Lives That Matter a Little More

The following reflections were written by a member of the research team at the Schizophrenia Research Foundation (SCARF) in Tamil Nadu, India. For more information about the INTREPID programme, please visit our MHIN innovation page.


Lives That Matter a Little More

~ Abirami, Research Assistant, INTREPID - II


The world was fresh out of the COVID lockdown when I began my first field journey with INTREPID. People were still struggling to grasp their old normalcy and lives were uncertain. It was my first job and I was both anxious and thrilled. All the training I received at the centre could not fully prepare me for the reality of the challenges that many recruited in the study face.

My first visit was to a man in his sixties who had experienced schizophrenia for over 30 years of his life. When I arrived, he was working at his wealthy landlady’s house - collecting and heaping fresh cow dung to prepare manure. He wore a faded white dhoti, dirtied from the hard work he needed to do for a livelihood. The landlady told us about how she offers him food in exchange for errands that he runs for her. She went further and told us a little about the man, “He used to be a wealthy man. He was the first to be educated with a dual degree in his family. He lost everything to his insanity. He sleeps in the nearby temple. Does not bathe, talks to himself, always lost in his world. I always call him for some work and keep him occupied. It pains my heart to see someone go to ruins in their old age. That’s why we should take good care of our mind ...”  She sighed.

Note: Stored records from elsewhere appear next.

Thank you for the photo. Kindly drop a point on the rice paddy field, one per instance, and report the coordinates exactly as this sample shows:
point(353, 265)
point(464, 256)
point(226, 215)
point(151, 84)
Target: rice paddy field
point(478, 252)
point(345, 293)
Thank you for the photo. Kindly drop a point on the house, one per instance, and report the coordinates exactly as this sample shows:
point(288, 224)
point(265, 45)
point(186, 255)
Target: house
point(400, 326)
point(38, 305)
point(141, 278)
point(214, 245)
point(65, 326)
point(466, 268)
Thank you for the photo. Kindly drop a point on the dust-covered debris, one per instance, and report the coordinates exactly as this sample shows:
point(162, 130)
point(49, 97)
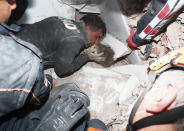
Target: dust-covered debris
point(167, 41)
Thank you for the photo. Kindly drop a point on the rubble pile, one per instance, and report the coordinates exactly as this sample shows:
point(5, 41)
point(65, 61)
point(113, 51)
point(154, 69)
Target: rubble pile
point(169, 40)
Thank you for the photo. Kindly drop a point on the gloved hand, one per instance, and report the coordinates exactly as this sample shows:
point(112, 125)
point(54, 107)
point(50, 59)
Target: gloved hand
point(130, 43)
point(69, 105)
point(93, 54)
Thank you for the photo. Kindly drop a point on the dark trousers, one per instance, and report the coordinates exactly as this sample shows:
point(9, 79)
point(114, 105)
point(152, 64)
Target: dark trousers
point(27, 118)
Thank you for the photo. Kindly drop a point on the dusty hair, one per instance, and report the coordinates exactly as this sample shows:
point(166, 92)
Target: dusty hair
point(108, 53)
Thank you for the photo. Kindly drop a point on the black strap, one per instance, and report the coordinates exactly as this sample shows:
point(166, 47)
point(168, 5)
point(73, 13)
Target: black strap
point(163, 117)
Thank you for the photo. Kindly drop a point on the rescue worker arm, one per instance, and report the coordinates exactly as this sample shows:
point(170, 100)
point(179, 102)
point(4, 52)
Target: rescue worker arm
point(68, 57)
point(158, 16)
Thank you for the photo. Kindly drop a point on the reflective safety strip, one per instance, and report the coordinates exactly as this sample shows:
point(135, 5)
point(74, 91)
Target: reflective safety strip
point(94, 129)
point(25, 90)
point(159, 20)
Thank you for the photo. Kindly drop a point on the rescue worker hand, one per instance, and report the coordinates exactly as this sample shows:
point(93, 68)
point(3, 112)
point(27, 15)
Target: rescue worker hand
point(130, 43)
point(93, 54)
point(172, 59)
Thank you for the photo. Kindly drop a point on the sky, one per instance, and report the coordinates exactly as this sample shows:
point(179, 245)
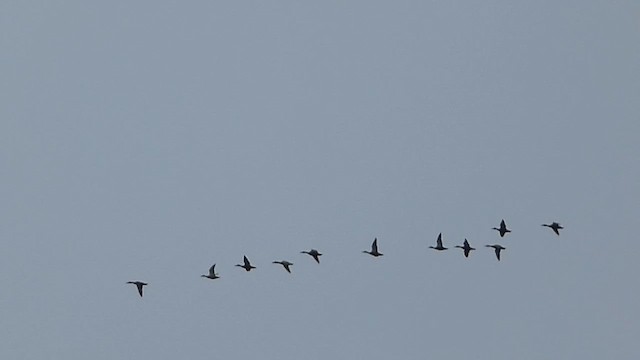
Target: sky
point(148, 140)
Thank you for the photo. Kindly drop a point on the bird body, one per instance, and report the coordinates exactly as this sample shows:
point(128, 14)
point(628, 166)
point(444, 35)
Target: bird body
point(284, 263)
point(139, 285)
point(247, 265)
point(374, 249)
point(555, 227)
point(314, 253)
point(503, 228)
point(497, 249)
point(466, 247)
point(438, 244)
point(212, 273)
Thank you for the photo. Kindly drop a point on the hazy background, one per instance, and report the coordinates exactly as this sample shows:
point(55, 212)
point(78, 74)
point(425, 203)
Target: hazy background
point(146, 140)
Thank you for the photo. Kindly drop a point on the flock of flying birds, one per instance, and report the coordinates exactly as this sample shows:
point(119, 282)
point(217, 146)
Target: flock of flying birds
point(374, 252)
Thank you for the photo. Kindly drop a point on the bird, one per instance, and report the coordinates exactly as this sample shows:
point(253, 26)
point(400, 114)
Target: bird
point(503, 228)
point(247, 265)
point(139, 285)
point(555, 227)
point(466, 247)
point(314, 253)
point(212, 273)
point(497, 248)
point(438, 244)
point(374, 249)
point(284, 263)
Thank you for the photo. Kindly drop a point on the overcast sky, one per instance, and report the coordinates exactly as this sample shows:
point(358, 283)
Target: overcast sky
point(147, 140)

I realised no amount of training could have prepared me for the raw stories my participants narrated. While I grew up as a city girl my father had grown up in a remote village that we periodically visited and I thought I knew everything about the strikingly different lives of villagers. It was an eye-opening experience for me to see what happens when a person has an illness like schizophrenia - a disorder that is especially challenging to manage when living in a remote village.

 

With a lot to think about, we travelled an hour to get to the next person, a woman in her fifties who we were scheduled to meet that day. My field coordinator stopped the car in front of what I could best call the remains of what once was a house. The woman, frail almost to the point of vanishing into thin air, sat there talking strenuously to herself. While I tried striking up a conversation with her, three other women emerged from a little house with a thatch roof just nearby which seemed too small to accommodate all of them.  They introduced themselves as the woman’s sisters. And soon they began to tell us about the woman. Some of this related to the impacts on the family: It went from how she doesn’t help around the house; to how she is unable to care for herself; and how the family has lost hope. But they also empathised, seeing how traumatic past experiences had affected their sister. They became tearful at the end and lamented “She used to take care of all of us. She became like this because of her drunkard husband. He hit her so much. We are unable to leave our sister and get on with our lives knowing she is like this.”

After, one of the sisters took me to the other side of this thatched house to show me a huge pile of empty liquor bottles that heaped up to the roof. “Do you see this? She has collected all these bottles from around the village and saved them here. She has no use for this. She simply does this while she wanders. Everyone around the village looks down on us. And on the other hand, her husband takes all these bottles to the recycling factory and uses that money to drink more: “Her husband now is the biggest drunkard of all the drunks of this village.”

 

My heavy first field day came to an end. Going back home in the public bus, I couldn’t help but reflect on the difference that social position makes. If I were to develop a mental illness, I feel privileged enough to demand and receive care for the illness and be treated with dignity. But I couldn’t say the same for the people I’d met. That day, I saw and learned more about the pain and destruction an illnesses like schizophrenia causes than about symptoms. I was fully charged and motivated to make changes in this world and I wanted to do everything to help them. So, if the research that I am part of would make even a little dent and improve the lives of people who face the challenges of mental illness then I would have played my part, because these were lives that mattered a little more.